Na de plechtige overhandiging van de allereerste exemplaren van het boek 'Als God gebeurt' door uitgever Toon Osaer (Halewijn) aan Toon Arens, Monseigneur Van Looy en Barbara Focquaert (gemeenschapsverantwoordelijke Arkgemeenschap Gent), nam ook de auteur zelf het woord. Hij grondvestte de ontstaansgeschiedenis van zijn boek in de concrete, dagelijkse en kwetsbare werkelijkheid van zijn diaconale zending in het dekenaat Wetteren. Toons toelichting bij het boek stelde scherp op de identiteit van de diaconie; namelijk diaconie als 'vindplaats van God' en als 'verbindplaats met God'.
Diaconie als gewijde grond
Arens waarschuwde vooreerst zijn toehoorders voor een zeker nonchalance waarmee de huidige mens - zelfs gelovige - soms voorbijgaat aan de diaconale taak van de Kerk. De vanzelfsprekendheid waarmee we vandaag diaconie als 'vrucht van' of 'antwoord op' de ontmoeting van God zien, doet niet geheel recht aan de kern van de diaconie. Ze is immers in sé ook de ontmoetingsplaats zelf met God waar Hij zijn voetsporen nalaat.

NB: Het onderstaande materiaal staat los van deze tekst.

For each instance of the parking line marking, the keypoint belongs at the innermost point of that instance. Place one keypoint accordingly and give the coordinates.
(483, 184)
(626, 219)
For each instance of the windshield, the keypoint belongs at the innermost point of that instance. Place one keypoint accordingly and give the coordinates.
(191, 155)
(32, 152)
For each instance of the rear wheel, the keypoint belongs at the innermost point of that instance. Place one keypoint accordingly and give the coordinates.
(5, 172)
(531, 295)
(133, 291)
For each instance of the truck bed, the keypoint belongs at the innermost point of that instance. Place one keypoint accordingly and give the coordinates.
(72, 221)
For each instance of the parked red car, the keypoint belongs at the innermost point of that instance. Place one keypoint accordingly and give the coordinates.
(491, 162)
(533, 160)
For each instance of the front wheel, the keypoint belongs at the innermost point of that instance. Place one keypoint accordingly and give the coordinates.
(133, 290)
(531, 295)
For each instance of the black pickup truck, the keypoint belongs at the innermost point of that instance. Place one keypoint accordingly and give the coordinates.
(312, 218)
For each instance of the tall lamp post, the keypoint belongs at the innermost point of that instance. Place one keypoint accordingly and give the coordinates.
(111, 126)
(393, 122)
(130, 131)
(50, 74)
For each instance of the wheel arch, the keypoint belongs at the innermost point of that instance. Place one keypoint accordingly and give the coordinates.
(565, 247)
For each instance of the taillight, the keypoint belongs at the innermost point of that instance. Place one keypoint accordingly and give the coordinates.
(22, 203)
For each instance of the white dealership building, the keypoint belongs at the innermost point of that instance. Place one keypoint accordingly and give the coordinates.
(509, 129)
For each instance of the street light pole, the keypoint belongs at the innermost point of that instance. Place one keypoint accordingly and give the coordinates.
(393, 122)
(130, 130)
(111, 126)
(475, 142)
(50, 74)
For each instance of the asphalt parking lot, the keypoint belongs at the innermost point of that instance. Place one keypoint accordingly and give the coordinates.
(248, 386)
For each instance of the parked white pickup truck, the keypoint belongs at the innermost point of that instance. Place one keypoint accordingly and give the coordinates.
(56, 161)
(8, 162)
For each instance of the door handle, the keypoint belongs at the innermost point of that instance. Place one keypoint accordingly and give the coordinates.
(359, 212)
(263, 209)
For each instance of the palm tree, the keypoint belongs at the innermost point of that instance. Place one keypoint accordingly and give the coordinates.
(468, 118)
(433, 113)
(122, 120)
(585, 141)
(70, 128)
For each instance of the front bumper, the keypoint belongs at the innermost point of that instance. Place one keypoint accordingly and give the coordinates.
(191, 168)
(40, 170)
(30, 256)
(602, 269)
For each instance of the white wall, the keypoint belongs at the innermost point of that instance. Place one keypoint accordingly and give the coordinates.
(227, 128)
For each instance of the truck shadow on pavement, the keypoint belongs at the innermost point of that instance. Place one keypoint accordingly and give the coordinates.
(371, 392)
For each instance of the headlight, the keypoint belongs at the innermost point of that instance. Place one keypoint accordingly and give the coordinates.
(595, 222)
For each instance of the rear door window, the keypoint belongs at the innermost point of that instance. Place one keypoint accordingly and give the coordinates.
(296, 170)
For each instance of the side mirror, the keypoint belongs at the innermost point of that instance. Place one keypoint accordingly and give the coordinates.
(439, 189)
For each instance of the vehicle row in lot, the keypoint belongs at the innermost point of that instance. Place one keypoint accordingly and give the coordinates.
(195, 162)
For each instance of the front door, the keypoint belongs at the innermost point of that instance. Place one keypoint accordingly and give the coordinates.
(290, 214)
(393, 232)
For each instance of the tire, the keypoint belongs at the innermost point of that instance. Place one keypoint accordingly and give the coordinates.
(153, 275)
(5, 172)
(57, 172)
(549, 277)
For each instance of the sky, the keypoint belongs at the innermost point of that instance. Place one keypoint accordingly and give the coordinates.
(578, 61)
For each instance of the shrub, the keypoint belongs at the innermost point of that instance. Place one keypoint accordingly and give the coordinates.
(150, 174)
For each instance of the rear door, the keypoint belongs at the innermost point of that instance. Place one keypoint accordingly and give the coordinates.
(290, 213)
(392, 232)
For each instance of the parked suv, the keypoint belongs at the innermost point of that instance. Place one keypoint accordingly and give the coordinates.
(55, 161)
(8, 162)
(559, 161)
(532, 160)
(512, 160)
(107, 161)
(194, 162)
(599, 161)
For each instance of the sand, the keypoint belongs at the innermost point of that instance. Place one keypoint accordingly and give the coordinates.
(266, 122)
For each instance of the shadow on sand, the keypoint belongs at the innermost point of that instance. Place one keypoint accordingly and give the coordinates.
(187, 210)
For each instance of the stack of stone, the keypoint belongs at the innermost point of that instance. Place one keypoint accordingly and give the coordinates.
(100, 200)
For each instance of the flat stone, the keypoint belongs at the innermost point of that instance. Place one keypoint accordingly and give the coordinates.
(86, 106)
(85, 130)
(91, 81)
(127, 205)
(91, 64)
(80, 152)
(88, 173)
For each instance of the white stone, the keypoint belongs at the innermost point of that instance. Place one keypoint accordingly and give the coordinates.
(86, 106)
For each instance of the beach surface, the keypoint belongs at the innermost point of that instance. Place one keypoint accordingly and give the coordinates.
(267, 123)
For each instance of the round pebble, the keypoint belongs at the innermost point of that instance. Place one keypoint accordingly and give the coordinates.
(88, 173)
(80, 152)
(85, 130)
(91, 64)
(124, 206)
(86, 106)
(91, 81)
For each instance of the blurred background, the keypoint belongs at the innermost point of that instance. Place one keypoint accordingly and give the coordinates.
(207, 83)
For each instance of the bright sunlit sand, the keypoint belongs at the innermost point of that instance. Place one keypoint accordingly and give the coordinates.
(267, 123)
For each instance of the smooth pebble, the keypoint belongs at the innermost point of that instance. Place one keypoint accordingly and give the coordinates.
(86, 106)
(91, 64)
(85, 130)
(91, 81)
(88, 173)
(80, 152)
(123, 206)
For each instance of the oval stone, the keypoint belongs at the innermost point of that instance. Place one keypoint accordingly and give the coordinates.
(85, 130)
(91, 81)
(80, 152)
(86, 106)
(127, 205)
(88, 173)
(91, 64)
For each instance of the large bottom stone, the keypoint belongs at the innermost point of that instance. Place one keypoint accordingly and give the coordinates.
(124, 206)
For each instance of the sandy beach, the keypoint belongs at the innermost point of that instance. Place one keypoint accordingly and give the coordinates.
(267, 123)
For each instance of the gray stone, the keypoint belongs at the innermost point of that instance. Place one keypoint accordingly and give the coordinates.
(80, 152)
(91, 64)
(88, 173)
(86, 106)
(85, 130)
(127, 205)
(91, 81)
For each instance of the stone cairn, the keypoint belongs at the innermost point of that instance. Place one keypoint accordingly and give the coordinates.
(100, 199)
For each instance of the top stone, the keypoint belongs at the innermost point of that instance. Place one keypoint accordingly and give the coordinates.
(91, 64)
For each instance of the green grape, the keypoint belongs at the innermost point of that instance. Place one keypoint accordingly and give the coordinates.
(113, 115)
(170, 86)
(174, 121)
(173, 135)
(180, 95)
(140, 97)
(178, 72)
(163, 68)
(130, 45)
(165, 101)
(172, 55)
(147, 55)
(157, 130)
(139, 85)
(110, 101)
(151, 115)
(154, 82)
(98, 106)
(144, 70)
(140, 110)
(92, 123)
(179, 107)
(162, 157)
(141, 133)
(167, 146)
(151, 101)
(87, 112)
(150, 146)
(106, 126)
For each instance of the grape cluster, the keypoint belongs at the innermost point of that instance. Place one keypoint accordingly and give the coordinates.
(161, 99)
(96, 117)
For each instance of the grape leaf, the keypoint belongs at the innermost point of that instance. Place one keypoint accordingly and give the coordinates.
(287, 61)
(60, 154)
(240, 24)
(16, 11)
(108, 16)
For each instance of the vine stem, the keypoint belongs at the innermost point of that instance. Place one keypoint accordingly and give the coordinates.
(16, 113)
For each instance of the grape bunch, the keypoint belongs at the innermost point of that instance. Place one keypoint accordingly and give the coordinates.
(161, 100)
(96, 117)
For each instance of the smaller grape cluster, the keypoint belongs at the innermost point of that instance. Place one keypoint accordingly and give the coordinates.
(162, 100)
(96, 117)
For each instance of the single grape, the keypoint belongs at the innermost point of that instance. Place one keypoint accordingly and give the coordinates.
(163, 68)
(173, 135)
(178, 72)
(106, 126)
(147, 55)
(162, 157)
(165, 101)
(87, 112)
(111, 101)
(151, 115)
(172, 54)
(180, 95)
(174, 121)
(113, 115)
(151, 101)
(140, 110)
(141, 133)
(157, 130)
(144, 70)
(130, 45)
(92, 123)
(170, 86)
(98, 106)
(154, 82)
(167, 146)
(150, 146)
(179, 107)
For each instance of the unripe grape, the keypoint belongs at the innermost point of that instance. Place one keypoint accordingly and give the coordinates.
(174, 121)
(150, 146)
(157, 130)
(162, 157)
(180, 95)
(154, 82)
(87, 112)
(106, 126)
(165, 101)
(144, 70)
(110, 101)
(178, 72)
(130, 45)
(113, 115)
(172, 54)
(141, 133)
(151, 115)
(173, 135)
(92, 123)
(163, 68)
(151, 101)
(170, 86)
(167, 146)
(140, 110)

De auteur legde de aanwezigen en lezers van zijn boek een vraag voor die hem tijdens de redactie van zijn werk bezighield: "Welk denken hebben we voor handen om recht te doen aan de kern van de diaconie?"
Zich beroepend op de kerkelijke autoriteit van Etienne Grieux en kerkvader Augustinus, lichtte Toon al een tip van de sluier op over het antwoord dat zijn boek biedt op deze vraag:
De (diaconale) liefde is een goddelijke deugd. Ze wordt niet alleen opgeroepen en gevoed door Gods liefde, ze is die liefde zelf. Waar mensen naar mensen omzien, daar gebeurt God.
Diaconie als verbindplaats met God
Tot slot beklemtoonde Toon ook dat we God niet enkel passief vinden in de diaconale dienstbaarheid, maar dat er ook werkelijk iets gebeurt in deze ontmoeting met de ander en met God. In de relatie met deze kwetsbare ander, keren we ons tot God en hebben we Hem lief doorheen de kleinste gebaren van menselijkheid die we aan de naaste verlenen. Arens idealiseert echter niet: hij drukt zijn publiek op het hart dat het weldegelijk soms een moeilijke missie is. Het is soms een moeilijke, maar vooral een Blijde Boodschap die we verkondigen.
Waar we menselijkheid toevoegen aan het bestaan, stellen we ons hart af op Hem bij wie alle liefde is.